03. I'm always trying to be polite. If someone is asking can I listen a while when that somebody is telling me about Jesus - I will listen. It doesn't matter am I interested or not, or do I already know everything about the topic.. I'm just listening and trying to look like I'm interested. Same goes if a drunkard is telling me something - I will listen. Or if some foreigner is playing guitar outside and hoping to earn something, I will help. But not everytime, cuz there's always plenty of them. So I'm always trying to help, be polite and I don't know how to say 'no'. But I'm not naive btw.
04. I hate all kind of sweet stuff. Cakes, cookies, sweets, juices, lollipops.. Everything. Not because it will make people fat, ruin teeth and skin.. I just hate sugar. I like salty things.
05. I hate to admit, but I'm very shallow. Mostly with myself only. I don't care if someone doesn't use makeup, brush their hair or something (even I might make a comment to myself) because simply it's not my business. I spend 1-1½ hours in front of the mirror every morning. And after that I will check about 50 times that my hair and face is okay. Yeah I might not have the best self-esteem, but I also love doing hair and face. So it made me shallow. My boyfriend is usually complaining that I spend too much time in front of the mirror.. So..
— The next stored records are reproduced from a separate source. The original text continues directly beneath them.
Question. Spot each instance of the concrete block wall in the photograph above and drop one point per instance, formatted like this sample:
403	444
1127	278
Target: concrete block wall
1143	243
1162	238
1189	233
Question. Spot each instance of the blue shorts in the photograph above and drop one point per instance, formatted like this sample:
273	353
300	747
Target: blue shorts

06. I hate being surrounded by people because I don't know how to fit in. I feel alone every moment. It's like there's something wrong with me. (I'm not one of those losers who wants to call themselves different just because they don't know how to fit in, but truly they just don't deal with anyone). I talk and laugh with my friends, I like them and I wanna see them often. But still everytime.. Every freakin time I feel like that's not for me. I feel extremely lonely even when I'm surrounded by people. I think my sisters and boyfriend are the only ones who doesn't create the same feeling. I have no idea why..
07. I hate dating. I hate everything that dating makes people do. I hate being addicted to someone like my whole life depends on it. I love making him feel that I love him, but I hate getting compliments and being told how much he loves me.. I feel like I don't deserve it. (okay now I realized that I DO have a low self-esteem..) I love to spend time with the guy I love, but I hate the serious stuff. Like planning the future, living together, telling where am I going, having arguments and saying that I'm sorry. Life is easier if you're not surrounded by all that loveydovey everything's so pinky stuff... Now I started to feel that I'm not ready for true love. Heheh. It's not like that. I just hate to be depended on him because I'm so afraid to lose him.